Hacia el final del libro, la efervescencia de la queja se mitiga y van apareciendo en escena presencias sutiles, amagos de invitación que no pretenden señalizar un lugar preciso del mapa, sino que pareciese que incitan a salir de él, a que el ciudadano de la modernidad póstuma se descuadre y abandone la fila acordada para probar nuevas formas de enfrentarse a los desafíos presentes. Junto a la necesidad de alcanzar un grado de progreso mayor reduciendo los daños colaterales, se hace hincapié en la importancia de que el desarrollo técnico tienda la mano a un proceso de educación común. Más adelante, se encuentra la que tal vez sea la llave de oro de una cartoteca todavía vacía, en espera de los nuevos mapas sin cuadratura que vendrán a poblarla: «Lo único que podría detener la catástrofe es un formidable dejar de hacer». Y aquí, la cursiva señala la diferencia radical entre el «dejar de hacer» y el «dejar hacer».
El complot de los elementos es la obra de un filósofo que no retrocede ante los consabidos presupuestos y que acepta sin titubeos la posición excéntrica del avisador de fuegos porque sabe que su libro encenderá luces, a veces llamaradas, en los terrenos más transitados y, sin embargo, menos cuestionados del ritual diario de crear el mundo con palabras. Su estudio, necesario, trascenderá también en sus lectores, permitiendo que nos vayamos acostumbrando al reflejo lanzado por un espejo que muestra, ya sin espejismos, la cantidad de ocasiones en las que se ha caído en la impostura, en la redundancia y en la superflua normalidad en que se circunscribe el cuadrilátero del mundo. También, es cierto, nos hará más valientes al incitarnos a probar nuevas formas de actuar y de relatar lo acontecido, en la consciencia de que la narración es performativa y de que la manera en la que se cuenta la historia es, a la vez, la forma en la que se hace:
Pero sería admirable el momento en que los finales dejasen de importar y nadie se preocupase por ellos, prefiriendo sin lugar a dudas seguir hacia atrás el curso de la historia correspondiente y perderse a derecha o izquierda, tomando desvíos que habían quedado abandonados u olvidados, examinado lo que dan de sí a dónde llevan, y retrocediendo cada vez que ello se terciase.
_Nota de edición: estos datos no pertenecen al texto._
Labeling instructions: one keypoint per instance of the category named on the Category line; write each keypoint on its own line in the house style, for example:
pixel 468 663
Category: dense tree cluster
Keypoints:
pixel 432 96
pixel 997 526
Termina así Valdecantos, justo en el no-lugar en donde había empezado. En el verdadero viaje que todo amante del conocimiento debiera emprender en algún momento de su existencia: aquel que no acaba nunca porque siempre está comenzando.
[1] Valdecantos, Antonio, El complot de los elementos. Breve tratado sobre la narración, el espacio y la catástrofe, Madrid, Guillermo Escobar, 2023, p. 18.